Lule refused. But he remained in Dar es Salaam for several days. A few days later, Nyerere, or his representatives, approached Lule again to see if he had changed his mind. Lule refused. But Nyerere visited Lule several times. At one point, he asked Lule, “Do you still think you are the legitimate President of Uganda?” This annoyed Lule. Nabudere told Lule to stop complaining. Lule said his conscience troubled him and that he wanted Uganda to have a referendum.

Nabudere told him that a referendum was not possible, given the violence in Uganda. He told him that if he made a statement supporting Binaisa, he would have no problem returning to Uganda. Nyerere began to see Lule as obstinate. Later, Nyerere said that if Lule denied his statement that he was not the President of Uganda, he would not be allowed to leave Dar es Salaam.

Shekilango was sent to Uganda. When the Uganda-Tanzania war ended, and Uganda’s situation became difficult, President Nyerere sent Hussein Shekilango to set things right and oversee Uganda’s new transitional government, assisted by Ambassador Faraji Kilumanga.

Shekilango was given the special task of coordinating between the Ugandan government and Tanzania after the war and calming the unrest in Uganda.
While in Uganda, Shekilango and Ambassador Kilumanga planned to meet with President Nyerere in Arusha, where he was on a state visit, to give him feedback on the turmoil between President Binaisa and Uganda’s Army Commander, Lt Colonel David Oyite Ojok.

On the morning of Thursday, April 24, 1980, Radio Uganda announced that Binaisa had dismissed Ojok and appointed him as Uganda’s Ambassador to Algeria. This was the beginning of Binaisa’s end. Government officials began to be abducted. Binaisa himself was holed up in State House Entebbe, afraid to leave. All his communications were cut off except for a phone he used to call journalists in Kampala to tell them he was still the President of Uganda.

Museveni, Muwanga, and Ojok began working together to oust Binaisa. A Military Commission began the process of removing Binaisa from power. The Commission could only have been stopped by the Tanzania People’s Defense Forces. Amidst all this conflict resolution, Hussein Shekilango was present. But early on Sunday, May 11, 1980, Shekilango led a delegation of Tanzanian government officials from Uganda to Arusha in a small Cessna 402 plane capable of carrying eight passengers.
The crash in Arusha

On that day, the JWTZ plane crashed in the village of Engwiki, Monduli district, Arusha region. It exploded after hitting the Komoloniki hill on its way to Kilimanjaro International Airport (KIA). Officers from the Monduli Military Academy and villagers from Engwiki spent five hours searching for and collecting the remains of the plane’s passengers.
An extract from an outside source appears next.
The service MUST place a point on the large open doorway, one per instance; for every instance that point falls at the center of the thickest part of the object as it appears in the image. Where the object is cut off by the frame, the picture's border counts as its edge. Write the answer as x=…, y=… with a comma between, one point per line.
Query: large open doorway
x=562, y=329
Passengers who died in the crash included Shekilango, Ambassador Faraji Kilumanga, Tanzania’s Ambassador to Uganda, and Shekilango’s chief assistant, Faraji Iddi Msechu; JWTZ soldiers Corporal Petro Kalegi Magunda, Private Stephen Mlawa, Lieutenant Mally, and Lieutenant Luoga. The next day, Monday, May 12, 1980, Godfrey Binaisa was removed from his presidency of Uganda, and all presidential activities were supervised by the Military Commission chaired by Paulo Muwanga and his deputy, Yoweri Museveni. The Muwanga and Museveni leadership oversaw the activities for 10 days—from May 12 to May 22, 1980.

From May 22, the Military Commission handed over its powers to the Presidential Commission, which supervised the work from then until December 15, 1980, when the General Election was held in the country and the results were announced. The General Election was called and held on Wednesday, December 10, 1980, and Milton Obote’s Uganda People’s Congress (UPC) was declared the winner, and Obote returned to power as President of Uganda for the second time. International observers said the election was neither free nor fair.

While all this was going on, Minister Shekilango was buried in Jitengeni, Mombo, Korogwe, Tanga region. At the time of his death, construction of the Sinza road had just begun. In honour of Shekilango, the Dar es Salaam City Council named the road after him.